Che cosa è la famiglia ?

Risalire all’origine del gesto creatore di Dio è una necessità per la famiglia se essa vuole conoscersi e realizzarsi secondo la verità profonda, non soltanto del suo essere, ma anche a livello della sua azione nella storia. La famiglia è costituita come « comunità profonda di vita e di amore » *   Concilio ecumenico Vat. II, cost. Pastorale sulla Chiesa nel mondo di questi tempi Gaudium et Spes, 48.. E la famiglia ha la missione di diventare sempre di più cio’ che essa è, ossia una comunità di vita e di amore, in una tensione che troverà il suo compimento – come ogni realtà creata e salvata – nel  Regno di Dio. In una prospettiva che ritrova le radici stesse della realtà, bisogna dire che l’essenza della famiglia ed i suoi doveri sono definiti dall’amore. Per questo la famiglia riceve la missione di custodire, rivelare e comunicare l’amore. Quest’amore è il riflesso vivente e la reale partecipazione dell’amore di Dio per l’umanità e dell’amore di Cristo Signore per la Chiesa sua Sposa.

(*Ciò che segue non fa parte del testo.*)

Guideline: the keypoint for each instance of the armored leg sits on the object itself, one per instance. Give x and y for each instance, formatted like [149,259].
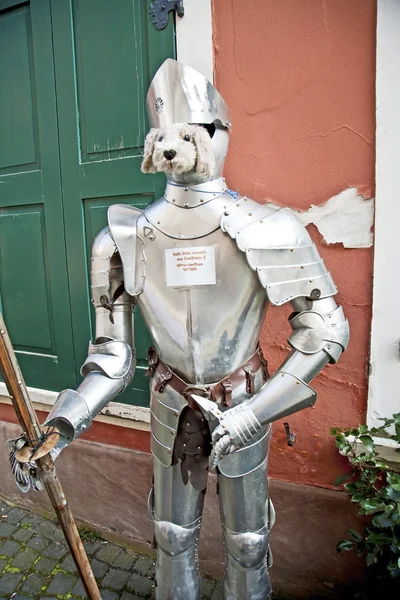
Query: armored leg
[177,511]
[245,524]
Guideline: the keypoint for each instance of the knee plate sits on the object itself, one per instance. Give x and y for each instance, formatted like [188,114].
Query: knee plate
[248,549]
[175,539]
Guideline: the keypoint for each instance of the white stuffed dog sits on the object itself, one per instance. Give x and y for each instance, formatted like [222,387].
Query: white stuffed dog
[179,148]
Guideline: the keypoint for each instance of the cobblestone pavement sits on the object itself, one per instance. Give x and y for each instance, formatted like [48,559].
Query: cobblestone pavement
[35,564]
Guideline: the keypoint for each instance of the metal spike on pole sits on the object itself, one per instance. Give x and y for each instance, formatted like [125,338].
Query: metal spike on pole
[31,429]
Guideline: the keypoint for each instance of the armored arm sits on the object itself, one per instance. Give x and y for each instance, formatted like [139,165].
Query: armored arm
[280,250]
[110,364]
[320,333]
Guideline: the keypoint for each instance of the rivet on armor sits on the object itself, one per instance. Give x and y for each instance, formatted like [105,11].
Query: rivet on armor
[315,293]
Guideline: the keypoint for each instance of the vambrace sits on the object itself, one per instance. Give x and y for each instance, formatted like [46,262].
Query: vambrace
[110,364]
[320,334]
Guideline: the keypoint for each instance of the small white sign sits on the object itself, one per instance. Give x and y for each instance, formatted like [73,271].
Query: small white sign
[190,266]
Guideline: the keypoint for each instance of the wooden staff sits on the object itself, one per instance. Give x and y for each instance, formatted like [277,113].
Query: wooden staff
[31,429]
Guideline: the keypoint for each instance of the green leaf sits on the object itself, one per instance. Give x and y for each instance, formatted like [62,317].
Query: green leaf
[392,494]
[360,547]
[386,422]
[344,546]
[381,464]
[339,480]
[371,506]
[394,480]
[368,442]
[380,539]
[355,535]
[381,520]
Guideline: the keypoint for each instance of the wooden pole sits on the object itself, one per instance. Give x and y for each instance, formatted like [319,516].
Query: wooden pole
[30,425]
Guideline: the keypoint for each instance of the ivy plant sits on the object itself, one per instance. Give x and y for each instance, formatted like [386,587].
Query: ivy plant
[375,486]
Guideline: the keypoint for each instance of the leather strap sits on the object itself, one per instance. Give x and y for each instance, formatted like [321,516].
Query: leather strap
[221,391]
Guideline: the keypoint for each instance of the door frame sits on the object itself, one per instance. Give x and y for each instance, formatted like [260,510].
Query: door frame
[193,31]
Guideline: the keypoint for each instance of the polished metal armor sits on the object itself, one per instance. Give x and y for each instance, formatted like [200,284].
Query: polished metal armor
[239,257]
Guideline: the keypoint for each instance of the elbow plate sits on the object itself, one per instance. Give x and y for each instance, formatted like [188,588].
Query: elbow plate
[313,332]
[107,370]
[283,395]
[115,359]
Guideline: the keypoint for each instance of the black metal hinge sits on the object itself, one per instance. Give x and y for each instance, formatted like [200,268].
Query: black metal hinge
[160,9]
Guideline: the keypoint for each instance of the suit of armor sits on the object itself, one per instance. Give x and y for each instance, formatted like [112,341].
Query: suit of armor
[202,264]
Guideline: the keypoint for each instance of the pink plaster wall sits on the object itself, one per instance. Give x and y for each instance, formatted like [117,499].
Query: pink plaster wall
[298,77]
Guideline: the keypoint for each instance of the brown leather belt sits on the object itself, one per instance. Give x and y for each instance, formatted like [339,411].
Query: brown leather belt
[221,391]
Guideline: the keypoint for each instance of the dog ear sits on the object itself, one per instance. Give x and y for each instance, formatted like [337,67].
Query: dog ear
[205,164]
[147,163]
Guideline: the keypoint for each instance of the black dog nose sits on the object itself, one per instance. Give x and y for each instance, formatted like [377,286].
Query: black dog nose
[169,154]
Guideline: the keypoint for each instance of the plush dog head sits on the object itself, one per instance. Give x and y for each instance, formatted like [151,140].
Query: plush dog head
[179,148]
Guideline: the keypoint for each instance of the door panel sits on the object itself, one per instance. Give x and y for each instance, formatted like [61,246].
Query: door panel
[33,269]
[105,56]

E’, quindi, nel disegno di Dio creatore e Redentore  che la famiglia scopra non soltanto la sua « identità », cio’ che essa « è », ma anche la sua « missione », cio’ che essa puo’ e deve « fare ». Famiglia, « diventa » cio’ che tu « sei » *   Giovanni Paolo II, Esortazione apostolica Familiaris Consortio, § 17, Pierre TEQUI Editeur 1981. : comunione profonda di vita e di amore.

ESORTAZIONI DI FRANCESCO PER LA FAMIGLIA

Quando Francesco raccomandava la carità, era la vita di famiglia, con la sua buona intesa e la sua cordialità, che voleva vedere regnare (2 C 180). « Io voglio, diceva, che i miei fratelli si mostrino tutti come figli di una stessa madre ; se uno domanda una tunica, una corda o qualsiasi altra cosa, che l’altro gliela dia generosamente… ». E per non dare alcun ordine che non fosse stato compiuto dapprima in lui da Cristo, ne dava l’esempio per primo.  

Nei testi di Francesco non si trovano degli scritti che si rivolgono specificatamente alla famiglia. Tuttavia, un buon numero dei suoi scritti sono direttamente « applicabili » ad essa. Per nutrire la nostra riflessione, riprenderemo, quindi, qualcuno dei suoi scritti. Constateremo, una volta di più, che la spiritualità di Francesco, pure essendo tutta orientata verso Dio Uno e Trino, è una spiritualità « pratica », ossia, da mettere in opera in maniera concreta nel nostro quotidiano. Per Francesco è certamente il matrimonio dell’ anima con Cristo che è ricercato, ma questo si realizza nella vita di ogni giorno. Come si puo’ immaginare, questi diversi testi non ci daranno un quadro completo di cio’ che deve animare la vita di una famiglia, ma ci daranno numerosi chiarimenti. Per introdurli, poniamo a Francesco le cinque domande seguenti e vediamo quali sono le risposte che ci offre :      

Niente liti né diffamazione, ma amore fraterno e spirito di povertà

Come conciliare spirito di povertà e vita di famiglia, ci si chiederà ? Esiste anche soltanto un rapporto tra queste due cose ? RabbiaNon si condivide forse « tutto » in una famiglia, senza che si debba per questo considerare, in questa messa in comune, un qualche spirito di povertà ? Le righe che seguono apporteranno le risposte a queste domande.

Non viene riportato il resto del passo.